BOINC is an open-source software platform for computing using volunteered resources. Support for BOINC in ARC is currently at the development level and to use it may require editing of the source code files to fit with each specific project.

Recommended batch system configuration

The BOINC database can be local to the ARC CE or remote. Read-access is required from the ARC CE to check for finished jobs and gather information on available resources. The ARC CE must be able to run commands in the project’s bin/ directory.

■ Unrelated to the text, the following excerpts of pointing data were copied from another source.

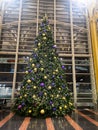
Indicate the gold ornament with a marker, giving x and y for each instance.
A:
(20, 97)
(41, 61)
(25, 95)
(35, 69)
(45, 94)
(63, 98)
(49, 87)
(39, 44)
(33, 65)
(30, 59)
(42, 69)
(52, 96)
(33, 96)
(44, 38)
(59, 88)
(30, 111)
(34, 87)
(45, 55)
(28, 81)
(53, 72)
(42, 111)
(70, 104)
(35, 49)
(26, 72)
(60, 108)
(39, 28)
(54, 57)
(43, 34)
(45, 77)
(65, 106)
(57, 95)
(56, 70)
(49, 28)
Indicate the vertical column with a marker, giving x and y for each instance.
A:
(55, 20)
(17, 48)
(94, 48)
(91, 61)
(37, 17)
(73, 56)
(1, 19)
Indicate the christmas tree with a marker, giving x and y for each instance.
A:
(44, 91)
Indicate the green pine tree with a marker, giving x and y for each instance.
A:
(44, 91)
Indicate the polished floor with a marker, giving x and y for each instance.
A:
(81, 119)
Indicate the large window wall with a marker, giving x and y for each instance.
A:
(19, 25)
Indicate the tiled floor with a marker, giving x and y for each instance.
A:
(83, 119)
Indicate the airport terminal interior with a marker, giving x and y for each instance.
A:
(74, 24)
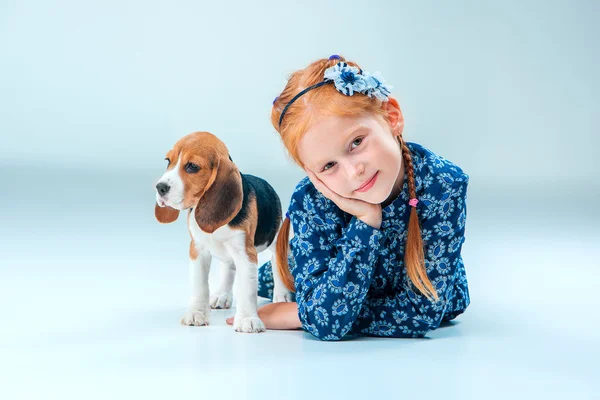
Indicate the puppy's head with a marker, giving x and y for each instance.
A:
(199, 174)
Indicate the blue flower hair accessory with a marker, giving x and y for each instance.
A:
(348, 80)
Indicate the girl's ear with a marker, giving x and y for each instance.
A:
(394, 115)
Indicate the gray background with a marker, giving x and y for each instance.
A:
(93, 94)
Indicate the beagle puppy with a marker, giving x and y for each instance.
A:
(231, 216)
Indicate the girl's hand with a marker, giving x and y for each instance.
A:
(278, 316)
(369, 213)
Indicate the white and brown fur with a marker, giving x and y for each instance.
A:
(231, 216)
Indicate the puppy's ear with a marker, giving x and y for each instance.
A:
(166, 214)
(222, 198)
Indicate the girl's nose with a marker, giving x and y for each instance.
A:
(355, 170)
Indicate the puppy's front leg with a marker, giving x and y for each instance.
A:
(222, 297)
(198, 312)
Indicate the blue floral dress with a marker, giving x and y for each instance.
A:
(350, 277)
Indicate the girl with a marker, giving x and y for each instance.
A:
(378, 223)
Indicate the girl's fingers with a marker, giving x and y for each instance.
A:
(321, 186)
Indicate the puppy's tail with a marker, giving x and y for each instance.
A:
(282, 254)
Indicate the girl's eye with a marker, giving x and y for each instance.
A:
(357, 142)
(331, 164)
(191, 168)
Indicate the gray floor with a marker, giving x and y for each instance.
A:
(92, 290)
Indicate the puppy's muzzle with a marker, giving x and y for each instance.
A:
(162, 188)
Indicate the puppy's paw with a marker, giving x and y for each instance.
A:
(282, 296)
(196, 317)
(221, 300)
(248, 324)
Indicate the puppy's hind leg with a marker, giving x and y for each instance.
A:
(223, 296)
(280, 292)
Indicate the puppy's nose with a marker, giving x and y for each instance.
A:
(162, 188)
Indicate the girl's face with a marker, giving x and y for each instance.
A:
(356, 157)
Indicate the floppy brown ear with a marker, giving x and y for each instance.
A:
(166, 214)
(222, 198)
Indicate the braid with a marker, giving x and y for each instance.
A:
(414, 256)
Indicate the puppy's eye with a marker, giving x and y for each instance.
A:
(191, 168)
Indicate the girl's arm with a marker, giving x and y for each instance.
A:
(278, 316)
(334, 263)
(408, 313)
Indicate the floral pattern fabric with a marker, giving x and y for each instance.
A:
(350, 277)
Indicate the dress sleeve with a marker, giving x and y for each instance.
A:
(334, 263)
(408, 313)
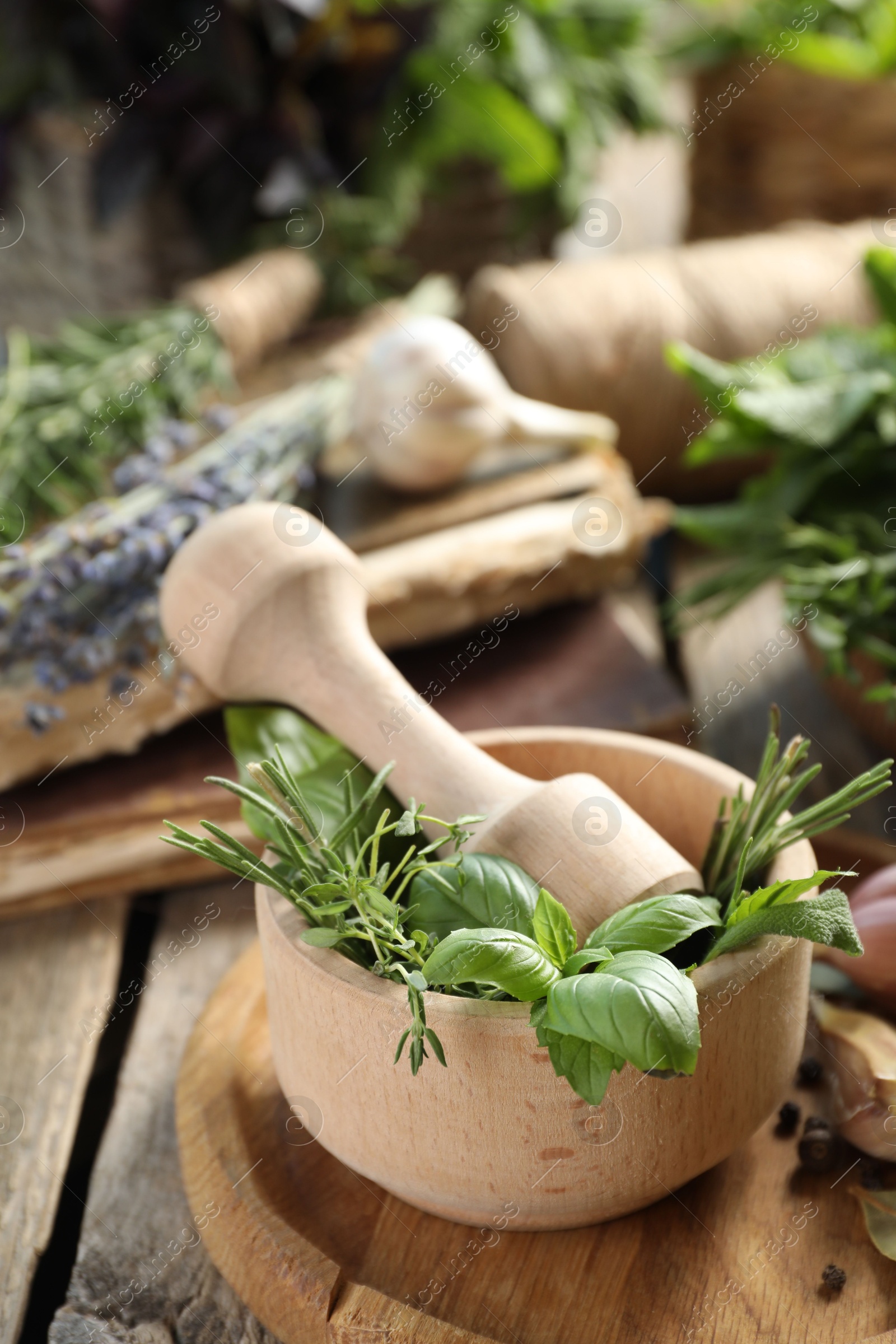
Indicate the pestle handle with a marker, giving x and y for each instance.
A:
(292, 628)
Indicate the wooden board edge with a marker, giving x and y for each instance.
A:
(298, 1307)
(366, 1316)
(182, 872)
(319, 1305)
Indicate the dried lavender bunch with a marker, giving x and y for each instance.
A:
(81, 597)
(74, 405)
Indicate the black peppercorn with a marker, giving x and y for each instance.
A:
(809, 1072)
(833, 1277)
(787, 1119)
(817, 1147)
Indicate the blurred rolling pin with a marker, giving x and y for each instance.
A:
(419, 588)
(591, 335)
(262, 300)
(293, 629)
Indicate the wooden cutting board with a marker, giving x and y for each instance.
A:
(320, 1254)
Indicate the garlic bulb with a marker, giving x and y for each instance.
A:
(430, 398)
(863, 1067)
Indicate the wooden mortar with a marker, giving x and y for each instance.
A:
(473, 1137)
(292, 629)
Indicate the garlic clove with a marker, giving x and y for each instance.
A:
(539, 421)
(863, 1072)
(430, 398)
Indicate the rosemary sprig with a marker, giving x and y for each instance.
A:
(348, 898)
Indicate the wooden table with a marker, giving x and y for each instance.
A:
(89, 1171)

Project-specific variables can be set up in an RTE which must be used for each job. The following example shows the variables which must be defined to allow job submission to BOINC for the project “example” to work:

export PROJECT_ROOT="/home/boinc/project/example" # project directory
export BOINC_APP="example"                        # app name
export WU_TEMPLATE="templates/example_IN"         # input file template
export RESULT_TEMPLATE="templates/example_OUT"    # output file template
export RTE_LOCATION="$PROJECT_ROOT/Input/RTE.tar.gz" # RTEs, see below

The last variable is a tarball of runtime environments required by the job.

Known limitations

The BOINC back-end was designed around projects that use virtualisation. The prototype implementation in the current ARC version may not be generic enough to suit all BOINC projects.

When preparing a BOINC job, the ARC CE copies a tarball of the session directory to the BOINC project download area. Once the job is completed and the output uploaded to the BOINC peoject upload area, a modified assimilator daemon must be used to copy the result back to the session directory so that it can be retrieved by ARC clients or uploaded to Grid storage by the ARC CE.